Alternatives to simple const generic expression

I am working on project which requires development of a spatial mesh data structure. I need to be able to support meshes of 2- or 3-dimensional elements with corresponding 1- or 2-dimensional interfaces which join neighboring elements. Every element in the mesh is guaranteed to be represented by geometries which share a common spatial dimension.

Using the knowledge that if I have an element of dimension N, the dimension of the interface will be N - 1, and the fact that N will only over be 2 or 3, I am looking for a way to represent the spatial dimensions N and N - 1 without have to revert to the nightly compiler and enabling the generic_const_exprs feature.

Currently the mesh structure looks something akin to

use nalgebra::Point;

pub struct Mesh<const N: usize> {
    points: Vec<Point<f64, N>>,
    elements: Vec<ElementData>,
    interfaces: Vec<InterfaceData>,

I have need to sometimes transfer down to the N - 1 dimension. For example, I may need to represent interfaces in their true dimension as in the following as_parametric function

// `N` is the mesh/element dimension
struct SomeInterfaceType<'a, const N: usize> {
    points: &'a [Point<f64, N>],

impl<'a, const N: usize> SomeInterfaceType<'a, N> {
    /// Transfer a point on the interface to a `N - 1`-dimensional parametric coordinate.
    /// Returns `None` if `point` is not on the interface.
    // requires `feature(generic_const_exprs)`
    fn try_to_parametric(&self, point: &Point<f64, N>) -> Option<Point<f64, { N - 1 }>>{
        // ...

I am aware of the possibility to represent the spatial dimension with a generic type instead of a const generic by using the typenum and nalgebra crates. However, in this case, every Point object would become an OPoint which would require including a DefaultAllocator: Allocator<f64, D> bound everywhere the dimension type is used which can add unwanted technical debt when applied throughout the code base.

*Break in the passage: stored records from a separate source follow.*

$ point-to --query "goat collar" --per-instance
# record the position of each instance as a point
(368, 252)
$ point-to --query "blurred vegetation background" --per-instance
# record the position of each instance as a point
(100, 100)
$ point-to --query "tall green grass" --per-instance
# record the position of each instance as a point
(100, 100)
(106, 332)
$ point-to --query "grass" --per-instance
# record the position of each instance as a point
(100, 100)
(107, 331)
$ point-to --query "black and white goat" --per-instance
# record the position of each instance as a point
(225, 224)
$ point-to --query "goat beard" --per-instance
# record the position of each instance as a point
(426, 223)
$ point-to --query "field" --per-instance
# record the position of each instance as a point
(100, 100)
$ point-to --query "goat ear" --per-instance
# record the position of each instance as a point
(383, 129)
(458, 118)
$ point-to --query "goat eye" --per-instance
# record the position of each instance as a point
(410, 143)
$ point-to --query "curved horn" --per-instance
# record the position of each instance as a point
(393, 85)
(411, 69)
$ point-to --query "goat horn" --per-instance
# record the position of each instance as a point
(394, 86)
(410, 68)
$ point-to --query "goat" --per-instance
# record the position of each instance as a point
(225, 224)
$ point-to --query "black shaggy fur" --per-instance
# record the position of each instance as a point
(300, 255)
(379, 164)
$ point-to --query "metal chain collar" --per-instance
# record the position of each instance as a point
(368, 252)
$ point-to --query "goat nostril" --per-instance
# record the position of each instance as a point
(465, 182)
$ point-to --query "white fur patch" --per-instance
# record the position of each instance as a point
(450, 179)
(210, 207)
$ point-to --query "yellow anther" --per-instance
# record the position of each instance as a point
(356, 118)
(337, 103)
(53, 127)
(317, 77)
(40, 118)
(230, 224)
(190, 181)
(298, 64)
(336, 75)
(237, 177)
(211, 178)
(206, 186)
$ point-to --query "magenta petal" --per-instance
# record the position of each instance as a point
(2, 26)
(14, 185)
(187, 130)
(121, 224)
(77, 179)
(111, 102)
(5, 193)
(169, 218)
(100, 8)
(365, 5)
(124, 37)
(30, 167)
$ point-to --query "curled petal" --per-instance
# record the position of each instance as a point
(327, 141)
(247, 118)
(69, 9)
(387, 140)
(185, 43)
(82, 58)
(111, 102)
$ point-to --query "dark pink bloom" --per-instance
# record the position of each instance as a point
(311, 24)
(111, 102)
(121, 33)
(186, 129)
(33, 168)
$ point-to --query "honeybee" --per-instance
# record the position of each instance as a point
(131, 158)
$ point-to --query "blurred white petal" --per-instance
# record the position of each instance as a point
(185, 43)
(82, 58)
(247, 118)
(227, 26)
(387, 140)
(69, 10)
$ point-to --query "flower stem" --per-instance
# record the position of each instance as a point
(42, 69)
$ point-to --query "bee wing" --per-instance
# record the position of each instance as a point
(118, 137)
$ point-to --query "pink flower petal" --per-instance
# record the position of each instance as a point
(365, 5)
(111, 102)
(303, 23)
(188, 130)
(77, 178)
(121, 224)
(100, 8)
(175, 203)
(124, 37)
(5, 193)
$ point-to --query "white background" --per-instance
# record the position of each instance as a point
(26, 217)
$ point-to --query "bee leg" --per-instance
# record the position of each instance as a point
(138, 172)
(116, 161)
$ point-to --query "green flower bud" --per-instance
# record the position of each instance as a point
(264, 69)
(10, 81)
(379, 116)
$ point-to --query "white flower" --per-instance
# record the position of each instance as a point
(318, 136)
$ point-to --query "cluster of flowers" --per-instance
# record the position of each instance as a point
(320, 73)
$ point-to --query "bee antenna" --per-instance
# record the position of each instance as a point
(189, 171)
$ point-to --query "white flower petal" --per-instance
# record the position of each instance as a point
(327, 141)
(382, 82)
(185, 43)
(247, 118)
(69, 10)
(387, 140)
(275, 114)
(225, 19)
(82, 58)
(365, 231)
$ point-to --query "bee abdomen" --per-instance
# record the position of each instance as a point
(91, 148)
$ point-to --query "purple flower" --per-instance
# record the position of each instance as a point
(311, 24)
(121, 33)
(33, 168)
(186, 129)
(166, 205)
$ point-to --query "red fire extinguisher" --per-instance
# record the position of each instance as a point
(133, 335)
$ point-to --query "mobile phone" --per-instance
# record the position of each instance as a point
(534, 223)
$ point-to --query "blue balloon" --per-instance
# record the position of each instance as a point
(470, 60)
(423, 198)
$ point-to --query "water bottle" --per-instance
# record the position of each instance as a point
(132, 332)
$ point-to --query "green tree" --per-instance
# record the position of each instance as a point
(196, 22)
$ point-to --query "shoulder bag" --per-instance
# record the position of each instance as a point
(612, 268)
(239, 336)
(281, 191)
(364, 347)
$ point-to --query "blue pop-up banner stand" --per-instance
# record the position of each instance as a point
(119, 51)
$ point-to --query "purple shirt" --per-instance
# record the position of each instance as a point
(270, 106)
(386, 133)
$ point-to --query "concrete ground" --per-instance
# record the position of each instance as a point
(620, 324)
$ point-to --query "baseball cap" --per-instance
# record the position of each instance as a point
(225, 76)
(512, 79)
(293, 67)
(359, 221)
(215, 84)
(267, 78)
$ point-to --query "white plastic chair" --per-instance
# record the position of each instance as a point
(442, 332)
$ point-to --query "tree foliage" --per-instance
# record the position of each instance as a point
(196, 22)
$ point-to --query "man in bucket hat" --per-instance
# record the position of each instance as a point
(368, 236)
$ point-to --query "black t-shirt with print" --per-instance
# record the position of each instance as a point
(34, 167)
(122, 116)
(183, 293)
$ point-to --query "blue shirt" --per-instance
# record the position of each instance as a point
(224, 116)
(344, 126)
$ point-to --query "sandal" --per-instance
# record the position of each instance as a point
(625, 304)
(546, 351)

Currently, I am using a combination of const generics and generic types to solve this problem, as in

use nalgebra::{Const, DimName, DimNameSub, U1};

trait Dim: DimName + DimNameSub<U1> {}
impl Dim for Const<2> {}
impl Dim for Const<3> {}

// e.g. LessOne<Const<3>> == Const<2>
type LessOne<D> = <D as DimNameSub<U1>>::Output;

Can anyone imagine a more succinct way of representing the spatial dimension?

Thanks for your help and for reading my wall of text!

If you only have a handful of possibilities (3d or 2d say), you could make the lower dimension another const parameter and use macros to only implement methods that make sense. Maybe use the aliases to avoid retyping the const parameters too much.

Thanks for your response! I am interested in implementing traits and methods for the general case; there isn't really any functionality that exists for 2D that wouldn't exist for 3D. Unfortunately, this seems to make using macros not an option :confused:.

Using a second const generic may work, though. The end user would have to interact with type aliases, e.g. pub type Mesh3 = Mesh<3, 2> which may be a path forward.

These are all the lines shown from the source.